Risk management failed in the financial crisis…
It is obvious that risk management failed in many financial institutions. Sometimes people failed to spot risks in their business model (for instance Northern Rock). Sometimes people failed to see the systemic risk of lots of companies having the same business model (both financial regulators and the big US investment banks). Sometimes people would spot the risks, but a combination of culture and strong personalities ignores the risks (Lehman Brothers). And, as my conversation above shows, there was a failure of risk management in many companies too.
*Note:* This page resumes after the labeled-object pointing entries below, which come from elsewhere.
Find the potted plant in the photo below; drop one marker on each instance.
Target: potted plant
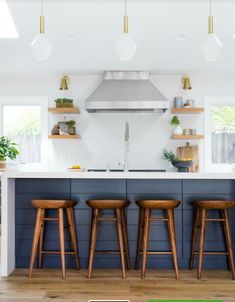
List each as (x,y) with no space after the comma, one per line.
(7,150)
(181,164)
(71,127)
(63,103)
(176,122)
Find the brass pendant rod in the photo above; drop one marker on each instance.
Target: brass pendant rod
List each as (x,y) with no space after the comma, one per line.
(42,19)
(125,29)
(210,21)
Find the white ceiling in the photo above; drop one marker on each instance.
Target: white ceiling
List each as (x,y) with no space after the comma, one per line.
(95,26)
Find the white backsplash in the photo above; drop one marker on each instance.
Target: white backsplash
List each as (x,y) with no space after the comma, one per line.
(102,135)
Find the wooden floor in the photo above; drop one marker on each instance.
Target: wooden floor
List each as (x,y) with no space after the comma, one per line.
(107,284)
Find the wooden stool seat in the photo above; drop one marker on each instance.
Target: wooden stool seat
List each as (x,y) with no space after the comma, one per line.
(158,204)
(146,207)
(53,203)
(214,204)
(108,204)
(42,205)
(200,221)
(118,206)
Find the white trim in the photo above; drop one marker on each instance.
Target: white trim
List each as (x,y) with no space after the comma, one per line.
(7,226)
(24,101)
(209,101)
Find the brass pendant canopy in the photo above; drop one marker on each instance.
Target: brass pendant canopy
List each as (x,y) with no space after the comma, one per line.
(64,83)
(186,83)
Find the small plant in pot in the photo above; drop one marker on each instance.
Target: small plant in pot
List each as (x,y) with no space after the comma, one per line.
(63,103)
(179,163)
(7,150)
(176,122)
(71,127)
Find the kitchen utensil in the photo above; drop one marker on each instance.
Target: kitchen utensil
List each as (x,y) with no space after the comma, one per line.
(190,152)
(178,102)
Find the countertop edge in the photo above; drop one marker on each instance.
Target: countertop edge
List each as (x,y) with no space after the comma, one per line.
(115,175)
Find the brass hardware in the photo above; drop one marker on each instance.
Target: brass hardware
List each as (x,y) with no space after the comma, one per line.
(210,25)
(64,83)
(125,24)
(42,25)
(186,83)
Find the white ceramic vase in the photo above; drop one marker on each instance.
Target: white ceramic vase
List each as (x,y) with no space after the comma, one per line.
(2,165)
(178,130)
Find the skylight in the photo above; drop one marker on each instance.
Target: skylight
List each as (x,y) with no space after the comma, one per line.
(7,25)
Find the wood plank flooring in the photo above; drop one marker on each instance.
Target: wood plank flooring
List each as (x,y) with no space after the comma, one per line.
(46,285)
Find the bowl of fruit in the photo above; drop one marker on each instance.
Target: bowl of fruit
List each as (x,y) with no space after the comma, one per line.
(76,168)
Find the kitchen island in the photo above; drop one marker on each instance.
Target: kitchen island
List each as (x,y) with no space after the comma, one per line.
(19,187)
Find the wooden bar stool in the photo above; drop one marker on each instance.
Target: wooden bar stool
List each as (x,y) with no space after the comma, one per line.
(118,206)
(200,221)
(60,205)
(146,206)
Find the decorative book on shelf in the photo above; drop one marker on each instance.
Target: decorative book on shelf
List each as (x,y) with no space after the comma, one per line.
(187,110)
(65,110)
(64,136)
(197,136)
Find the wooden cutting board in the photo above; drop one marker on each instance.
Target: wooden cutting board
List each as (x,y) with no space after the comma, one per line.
(190,152)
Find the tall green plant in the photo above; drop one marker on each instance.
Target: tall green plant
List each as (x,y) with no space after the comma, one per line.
(7,149)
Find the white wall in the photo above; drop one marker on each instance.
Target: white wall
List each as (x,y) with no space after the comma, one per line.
(102,134)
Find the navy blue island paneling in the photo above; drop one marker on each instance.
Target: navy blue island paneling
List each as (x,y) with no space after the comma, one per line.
(131,189)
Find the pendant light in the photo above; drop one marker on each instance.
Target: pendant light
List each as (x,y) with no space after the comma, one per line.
(212,46)
(125,48)
(64,83)
(41,46)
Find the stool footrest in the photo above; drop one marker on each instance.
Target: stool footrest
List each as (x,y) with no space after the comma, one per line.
(213,253)
(57,252)
(158,219)
(50,219)
(214,219)
(107,252)
(157,253)
(107,219)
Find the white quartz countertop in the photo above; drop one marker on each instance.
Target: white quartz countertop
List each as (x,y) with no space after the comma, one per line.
(114,175)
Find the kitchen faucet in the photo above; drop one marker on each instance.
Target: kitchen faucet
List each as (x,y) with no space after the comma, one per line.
(126,151)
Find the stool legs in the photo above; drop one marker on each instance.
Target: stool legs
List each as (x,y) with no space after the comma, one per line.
(139,238)
(145,241)
(194,238)
(61,236)
(228,238)
(40,254)
(125,238)
(93,241)
(120,240)
(70,216)
(201,242)
(171,227)
(37,230)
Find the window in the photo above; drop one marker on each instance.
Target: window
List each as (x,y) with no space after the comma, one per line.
(220,134)
(22,124)
(24,121)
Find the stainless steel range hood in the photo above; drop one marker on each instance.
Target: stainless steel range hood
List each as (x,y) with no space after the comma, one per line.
(126,91)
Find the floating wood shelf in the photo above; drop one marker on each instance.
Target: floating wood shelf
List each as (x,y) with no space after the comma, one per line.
(67,110)
(198,136)
(187,110)
(64,136)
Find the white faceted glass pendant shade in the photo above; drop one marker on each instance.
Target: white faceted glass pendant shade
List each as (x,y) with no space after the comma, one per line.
(211,48)
(41,47)
(125,48)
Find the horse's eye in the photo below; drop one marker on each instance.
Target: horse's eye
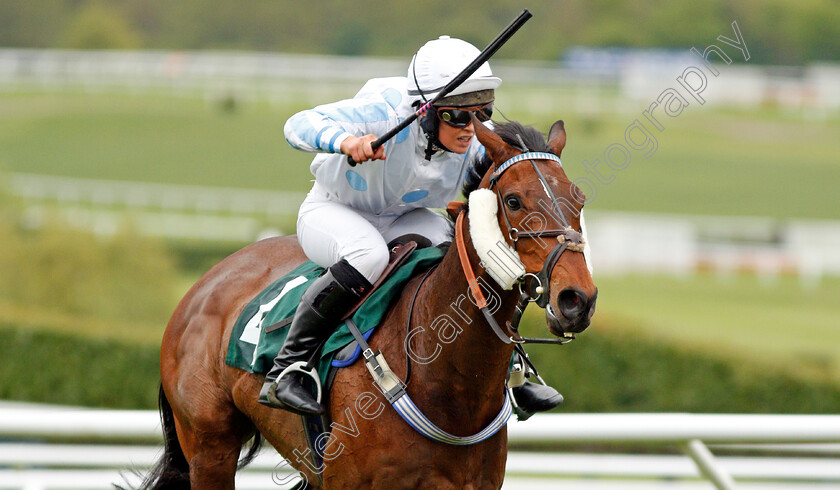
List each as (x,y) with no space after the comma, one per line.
(512,202)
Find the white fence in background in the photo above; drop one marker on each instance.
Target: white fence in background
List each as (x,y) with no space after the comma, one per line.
(621,242)
(264,75)
(34,454)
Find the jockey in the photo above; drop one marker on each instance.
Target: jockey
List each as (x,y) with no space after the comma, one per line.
(353,212)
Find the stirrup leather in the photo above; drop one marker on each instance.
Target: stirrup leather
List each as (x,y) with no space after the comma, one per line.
(299,366)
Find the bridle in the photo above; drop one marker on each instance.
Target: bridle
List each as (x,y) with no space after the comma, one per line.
(534,286)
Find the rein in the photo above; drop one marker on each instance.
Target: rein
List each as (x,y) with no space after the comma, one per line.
(394,389)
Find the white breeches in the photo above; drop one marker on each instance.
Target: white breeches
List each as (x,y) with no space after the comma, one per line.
(329,231)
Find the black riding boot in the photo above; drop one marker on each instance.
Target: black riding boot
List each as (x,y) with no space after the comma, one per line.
(325,303)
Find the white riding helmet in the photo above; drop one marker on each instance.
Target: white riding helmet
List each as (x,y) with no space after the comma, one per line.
(439,61)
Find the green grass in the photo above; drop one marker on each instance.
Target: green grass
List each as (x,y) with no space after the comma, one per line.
(149,138)
(776,323)
(709,161)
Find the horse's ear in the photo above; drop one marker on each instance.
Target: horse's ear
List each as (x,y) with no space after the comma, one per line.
(498,150)
(557,137)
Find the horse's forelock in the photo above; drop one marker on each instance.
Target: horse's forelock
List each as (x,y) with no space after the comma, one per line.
(511,133)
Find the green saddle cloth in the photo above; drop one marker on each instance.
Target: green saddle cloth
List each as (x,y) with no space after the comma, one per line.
(253,349)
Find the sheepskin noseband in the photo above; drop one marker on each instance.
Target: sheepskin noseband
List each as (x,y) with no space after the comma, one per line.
(498,258)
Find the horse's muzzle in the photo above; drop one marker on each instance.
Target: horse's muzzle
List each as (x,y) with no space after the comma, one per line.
(575,311)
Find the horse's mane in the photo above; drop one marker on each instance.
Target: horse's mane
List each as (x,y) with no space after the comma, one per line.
(531,138)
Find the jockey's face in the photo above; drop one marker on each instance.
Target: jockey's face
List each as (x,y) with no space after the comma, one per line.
(456,139)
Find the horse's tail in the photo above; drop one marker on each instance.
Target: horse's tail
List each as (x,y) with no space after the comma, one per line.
(172,471)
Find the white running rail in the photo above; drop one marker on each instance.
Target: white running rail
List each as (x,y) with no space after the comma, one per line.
(805,450)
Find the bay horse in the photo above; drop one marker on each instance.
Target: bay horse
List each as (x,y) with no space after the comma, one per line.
(209,409)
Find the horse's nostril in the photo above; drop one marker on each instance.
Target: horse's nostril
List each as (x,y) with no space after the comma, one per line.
(572,303)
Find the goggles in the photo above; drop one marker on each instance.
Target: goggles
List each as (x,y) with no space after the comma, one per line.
(459,117)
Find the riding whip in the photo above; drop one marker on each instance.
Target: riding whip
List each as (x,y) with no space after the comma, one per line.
(485,55)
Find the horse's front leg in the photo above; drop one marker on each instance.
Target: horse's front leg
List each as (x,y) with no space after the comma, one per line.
(213,464)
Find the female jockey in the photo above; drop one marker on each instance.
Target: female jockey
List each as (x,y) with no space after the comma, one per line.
(353,212)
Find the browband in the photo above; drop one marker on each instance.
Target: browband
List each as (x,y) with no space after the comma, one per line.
(531,155)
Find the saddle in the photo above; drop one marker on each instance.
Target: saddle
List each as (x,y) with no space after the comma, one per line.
(316,425)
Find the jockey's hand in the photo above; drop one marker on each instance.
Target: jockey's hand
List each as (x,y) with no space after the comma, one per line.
(359,149)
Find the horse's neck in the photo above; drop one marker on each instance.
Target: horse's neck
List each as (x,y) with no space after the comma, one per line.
(467,375)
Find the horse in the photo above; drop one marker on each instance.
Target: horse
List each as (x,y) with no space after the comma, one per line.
(456,375)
People had assumed that tomorrow will look a lot like today only more so. Back in early 2008 we were so used to years of high-growth and low inflation that we thought it would continue forever. Now we now know we were creating asset bubbles and toxic debts that were just not sustainable. We were living beyond our means, and it was bound to come to a messy end. Companies and governments were either blind to the risks or were prepared to turn a blind eye for the sake of short-term success.

..and is failing again in the sustainability crisis
Well, exactly the same dynamic is being played out right now on a host of sustainability issues. Global society is acting as if tomorrow will be like today.

We are so used to a stable climate that we think it can go on forever – even though the science is categorically saying disruptive change will happen with business-as-usual. Bodies like the Met Office and the Tyndall Centre say that we need global carbon emissions to peak in the next ten years – or maybe less – if we are to have a path to a safe concentration of greenhouse gases. We are used to poverty in developing nations, and in our own countries too. We are so used to food security that we act as if it is inevitable.

The UN convened several hundred scientists to assess the natural world in the Millennium Ecosystem Assessment. Their conclusion:

“Human activity is putting such a  strain on the natural functions of the Earth that the ability of the planet’s ecosystems can no longer be taken for granted.”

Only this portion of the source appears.